SMT therefore tries to identify businesses that are focused on growth markets with great potential – at least 40% per annum. Typically they are also run on a completely pragmatic basis.

Anderson thinks that deflation is highly likely in the next few years as companies they are investing in are reinventing the world. For example healthcare may become a lot cheaper as diagnostics improves and reduces the burden of expensive late stage interventions in cancer and heart disease.

Catherine Flood talked about the companies they are invested in and about the biotechnology sector where genome mapping is creating major opportunities. They have a rising number of private companies in their portfolio.

In response to questions, Anderson said they sold Apple two years ago because growth prospects seemed limited and had reduced their holding in Facebook for other reasons. He also questioned whether the kind of investment strategy following by Warren Buffett will continue to work in future as markets get disrupted by new companies using innovative technology. We may be facing a different world in future where “value” is less important.

As regards their large number of holdings in Chinese companies, Anderson was not worried about the political risks in China and expected China to become the dominant world economy in the near future. They are leading in technology in some areas (e.g.
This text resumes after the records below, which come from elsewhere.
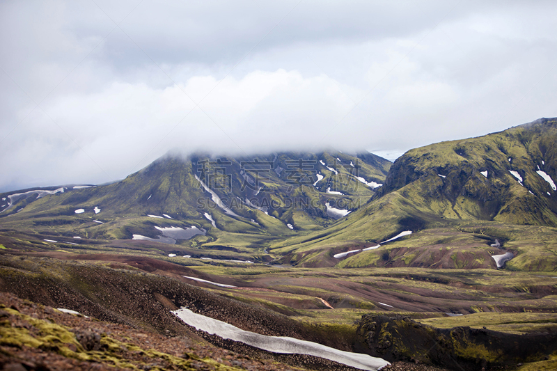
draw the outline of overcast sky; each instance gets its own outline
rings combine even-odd
[[[557,116],[556,1],[0,3],[0,190]]]

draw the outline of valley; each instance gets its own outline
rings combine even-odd
[[[171,311],[393,363],[382,370],[552,370],[556,142],[557,120],[540,119],[393,164],[169,153],[110,184],[5,192],[0,290],[301,369],[351,368],[210,335]]]

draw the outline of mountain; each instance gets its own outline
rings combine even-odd
[[[0,223],[53,236],[43,240],[134,239],[262,253],[271,241],[322,230],[365,205],[391,164],[371,153],[167,155],[108,185],[0,194]]]
[[[557,120],[542,118],[411,150],[392,166],[335,151],[167,155],[111,184],[0,195],[0,243],[77,237],[303,267],[553,270],[556,142]],[[2,239],[13,231],[26,237]]]
[[[496,268],[511,253],[510,268],[552,270],[556,143],[557,120],[543,118],[411,150],[366,207],[271,251],[308,267],[439,268]],[[382,244],[401,232],[413,233]]]

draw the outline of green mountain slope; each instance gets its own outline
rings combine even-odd
[[[366,207],[272,251],[306,266],[446,268],[496,268],[492,256],[512,252],[510,268],[554,270],[556,143],[557,120],[541,119],[411,150]],[[364,250],[402,231],[414,233]]]
[[[331,207],[364,205],[391,164],[370,153],[168,155],[109,185],[0,194],[0,223],[54,236],[262,251],[331,224],[342,213]]]

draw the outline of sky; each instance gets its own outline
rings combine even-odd
[[[0,191],[557,116],[556,1],[0,2]]]

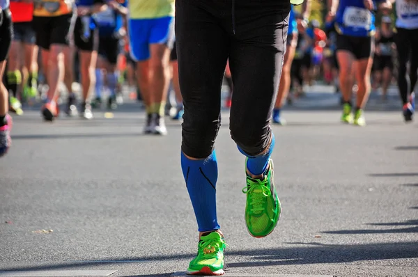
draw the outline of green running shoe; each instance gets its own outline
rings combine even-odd
[[[354,125],[360,127],[366,126],[366,120],[364,119],[364,116],[363,116],[363,110],[361,109],[355,111],[355,114],[354,115]]]
[[[351,124],[353,121],[353,113],[351,113],[351,105],[348,103],[343,106],[343,115],[341,116],[341,122]]]
[[[271,233],[280,217],[281,207],[274,187],[273,168],[273,161],[270,159],[264,179],[252,179],[247,175],[247,187],[242,189],[242,192],[247,194],[247,229],[255,237],[265,237]]]
[[[224,275],[224,250],[226,244],[217,232],[201,237],[197,256],[190,262],[187,275]]]

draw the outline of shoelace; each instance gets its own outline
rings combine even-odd
[[[203,254],[207,258],[215,257],[218,250],[223,246],[227,245],[224,242],[218,239],[208,239],[200,242]]]
[[[252,206],[251,212],[255,213],[264,210],[263,204],[265,202],[265,198],[270,196],[272,193],[267,187],[267,176],[263,180],[249,179],[247,180],[247,187],[242,189],[242,192],[249,195],[251,200],[249,204]]]

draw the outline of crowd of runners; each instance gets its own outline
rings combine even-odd
[[[173,118],[184,120],[181,166],[199,231],[198,255],[187,273],[223,274],[226,244],[217,220],[213,146],[223,82],[230,89],[224,105],[231,107],[231,136],[247,157],[245,221],[256,237],[272,232],[281,212],[270,125],[284,124],[281,109],[291,88],[302,95],[304,84],[323,79],[341,91],[341,120],[364,126],[372,86],[381,86],[385,99],[394,79],[404,120],[412,120],[418,1],[328,0],[322,29],[309,21],[309,1],[299,13],[291,5],[302,2],[0,0],[0,156],[10,145],[9,111],[21,115],[22,102],[36,101],[40,83],[47,87],[40,111],[45,120],[59,116],[63,88],[64,112],[89,120],[102,102],[110,109],[122,102],[126,76],[146,107],[144,132],[162,135],[171,84]]]

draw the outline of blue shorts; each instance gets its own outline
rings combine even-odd
[[[137,61],[150,58],[150,45],[174,43],[174,17],[129,19],[128,30],[131,56]]]

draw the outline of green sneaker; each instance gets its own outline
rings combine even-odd
[[[343,115],[341,116],[341,122],[344,123],[353,123],[353,113],[351,113],[351,106],[349,104],[344,104],[343,106]]]
[[[247,194],[247,229],[255,237],[265,237],[271,233],[280,217],[281,207],[274,187],[273,168],[273,161],[270,159],[264,179],[252,179],[247,175],[247,187],[242,189],[242,192]]]
[[[217,232],[201,237],[197,256],[190,262],[187,275],[224,275],[224,250],[226,244]]]
[[[361,127],[366,126],[366,120],[364,119],[364,116],[363,116],[363,110],[361,109],[355,111],[355,114],[354,115],[354,125]]]

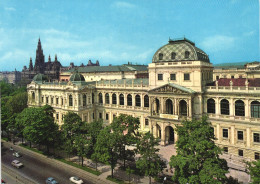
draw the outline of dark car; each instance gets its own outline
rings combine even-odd
[[[46,184],[59,184],[53,177],[49,177],[45,181]]]

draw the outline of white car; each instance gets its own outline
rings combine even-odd
[[[22,164],[22,162],[20,162],[20,161],[18,161],[18,160],[13,160],[12,161],[12,166],[14,166],[14,167],[16,167],[16,168],[21,168],[21,167],[23,167],[23,164]]]
[[[71,176],[71,177],[70,177],[70,181],[71,181],[72,183],[76,183],[76,184],[82,184],[82,183],[83,183],[82,179],[80,179],[80,178],[77,177],[77,176]]]
[[[14,152],[14,153],[13,153],[13,156],[16,157],[16,158],[19,158],[19,157],[21,157],[22,155],[21,155],[19,152]]]

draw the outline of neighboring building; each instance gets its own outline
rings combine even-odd
[[[82,74],[85,81],[148,78],[146,65],[132,65],[128,63],[120,66],[75,67],[61,72],[60,81],[68,81],[71,74],[75,71]]]
[[[8,83],[17,84],[21,81],[21,72],[13,71],[13,72],[0,72],[0,81],[6,81]]]
[[[260,78],[260,62],[229,63],[214,66],[213,79]]]
[[[48,62],[45,62],[45,56],[43,54],[41,40],[39,38],[36,50],[35,63],[33,65],[32,58],[30,58],[29,67],[27,68],[26,66],[24,66],[22,70],[22,81],[25,84],[28,84],[38,73],[47,75],[48,80],[50,81],[59,80],[61,67],[62,65],[58,61],[57,55],[55,55],[54,61],[51,61],[51,57],[49,55]]]
[[[107,124],[119,114],[132,115],[140,119],[140,131],[153,132],[161,145],[178,140],[174,129],[184,119],[207,115],[225,152],[259,159],[260,79],[213,81],[208,55],[187,39],[169,40],[157,50],[148,66],[149,78],[100,80],[99,73],[91,73],[97,79],[91,82],[80,70],[68,82],[50,83],[36,76],[27,86],[28,105],[50,104],[59,125],[69,111],[83,121],[103,119]]]

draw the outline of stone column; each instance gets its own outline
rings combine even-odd
[[[135,107],[135,94],[131,94],[132,95],[132,106],[133,108]]]
[[[215,103],[215,109],[216,109],[216,115],[220,114],[220,104],[219,104],[219,98],[217,97],[215,99],[216,103]]]
[[[164,126],[164,123],[162,123],[162,127],[161,127],[161,145],[165,146],[165,126]]]
[[[234,116],[235,106],[234,106],[234,99],[231,98],[229,101],[229,114],[230,116]]]
[[[178,111],[177,111],[177,99],[176,98],[174,98],[174,115],[178,115]]]
[[[230,140],[231,144],[235,144],[235,126],[232,125],[230,129]]]
[[[250,148],[251,147],[251,130],[250,130],[250,128],[246,128],[246,146],[248,147],[248,148]]]
[[[250,116],[250,113],[249,113],[249,100],[246,99],[244,102],[245,102],[245,117],[249,118],[249,116]]]

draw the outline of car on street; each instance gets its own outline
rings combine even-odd
[[[18,160],[13,160],[11,164],[12,164],[12,166],[14,166],[14,167],[16,167],[18,169],[23,167],[23,163],[18,161]]]
[[[70,181],[71,181],[72,183],[76,183],[76,184],[82,184],[82,183],[83,183],[82,179],[80,179],[80,178],[77,177],[77,176],[71,176],[71,177],[70,177]]]
[[[46,184],[59,184],[53,177],[49,177],[45,181]]]
[[[16,157],[16,158],[19,158],[19,157],[21,157],[22,155],[21,155],[19,152],[14,152],[14,153],[13,153],[13,156]]]

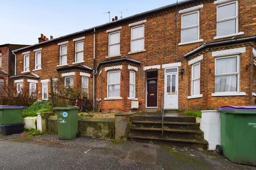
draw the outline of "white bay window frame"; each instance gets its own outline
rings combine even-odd
[[[111,41],[111,36],[114,35],[115,34],[119,34],[119,41],[116,42],[113,44],[110,44]],[[110,54],[110,47],[111,46],[118,46],[119,45],[119,53],[118,54],[114,54],[112,55]],[[115,56],[120,56],[120,31],[115,31],[115,32],[109,32],[108,34],[108,57],[115,57]]]

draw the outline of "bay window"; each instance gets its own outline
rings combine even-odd
[[[120,71],[108,73],[108,97],[120,97]]]
[[[239,56],[215,59],[215,92],[239,91]]]

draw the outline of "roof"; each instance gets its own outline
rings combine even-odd
[[[186,54],[184,55],[183,56],[185,58],[188,58],[194,54],[196,54],[197,53],[202,52],[204,49],[209,48],[216,47],[225,46],[225,45],[230,45],[242,43],[242,42],[251,42],[251,41],[256,41],[256,36],[246,37],[246,38],[236,39],[231,39],[231,40],[224,40],[224,41],[221,41],[206,43],[195,48],[193,50],[187,53]]]
[[[140,62],[139,61],[132,59],[131,58],[129,58],[127,57],[125,57],[119,58],[117,59],[113,59],[111,60],[107,60],[107,61],[103,61],[100,62],[99,63],[99,64],[97,66],[97,70],[99,69],[100,67],[102,65],[113,64],[113,63],[120,63],[120,62],[127,62],[135,64],[140,64],[140,63],[141,63],[141,62]]]
[[[82,65],[82,64],[78,64],[78,65],[67,65],[58,68],[57,70],[58,71],[67,71],[73,69],[77,69],[80,70],[85,70],[85,71],[92,71],[93,69],[87,66]]]
[[[20,48],[20,49],[18,49],[13,50],[13,52],[19,52],[19,51],[20,51],[20,50],[23,50],[29,49],[29,48],[30,48],[35,47],[37,47],[37,46],[38,46],[47,44],[48,43],[57,41],[60,40],[61,40],[62,39],[63,39],[63,38],[68,38],[68,37],[72,37],[72,36],[78,35],[79,34],[82,34],[82,33],[86,33],[86,32],[89,32],[90,31],[93,32],[94,31],[97,31],[97,30],[98,29],[102,28],[105,27],[113,26],[114,26],[115,24],[118,24],[118,23],[121,23],[122,22],[127,21],[128,21],[129,20],[131,20],[131,19],[136,19],[136,18],[145,16],[147,15],[155,13],[156,13],[156,12],[161,12],[162,11],[164,11],[164,10],[171,8],[173,7],[175,7],[177,5],[179,6],[179,5],[182,5],[182,4],[184,4],[189,3],[189,2],[194,2],[194,1],[199,1],[199,2],[201,1],[200,0],[184,0],[184,1],[182,1],[181,2],[178,2],[178,3],[173,3],[173,4],[168,5],[164,6],[162,6],[162,7],[159,7],[159,8],[154,9],[154,10],[149,10],[149,11],[146,11],[146,12],[144,12],[139,13],[139,14],[135,14],[135,15],[132,15],[132,16],[130,16],[124,18],[123,19],[121,19],[115,21],[110,22],[109,23],[106,23],[106,24],[99,25],[98,26],[94,27],[92,27],[92,28],[91,28],[85,29],[85,30],[82,30],[82,31],[76,32],[74,32],[74,33],[70,33],[70,34],[67,35],[66,36],[59,37],[58,37],[58,38],[54,38],[54,39],[50,39],[50,40],[49,40],[47,41],[43,41],[43,42],[40,42],[40,43],[28,46],[28,47],[26,47],[21,48]]]

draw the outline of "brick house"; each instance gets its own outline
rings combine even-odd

NIO in electric cars).

Overall this was an educational presentation as we got some understanding of the investment strategy of the company which clearly has worked well when economies have been buoyant and markets have been heading consistently upwards. The share price is at a premium to assets of 3.6% at present so might be vulnerable to a correction if there is any hiccup in the global economy. There was no mention of cash flows, return on capital or other “fundamental” measures of value in companies which tells you something does it not. But if you wish to invest in global growth companies, this is certainly one investment trust to consider.

Roger Lawson (Twitter: https://twitter.com/RogerWLawson )

One comment
  1. marben100 says:

    “We may be facing a different world in future where “value” is less important.”

    Sounds an awful lot like the most dangerous words in investing: “This time it’s different”. Think I’ll stick with backing Buffett’s approach: probably exactly the right time to do so, after “value” has underperformed relative to “growth” and “momentum” for the last few years.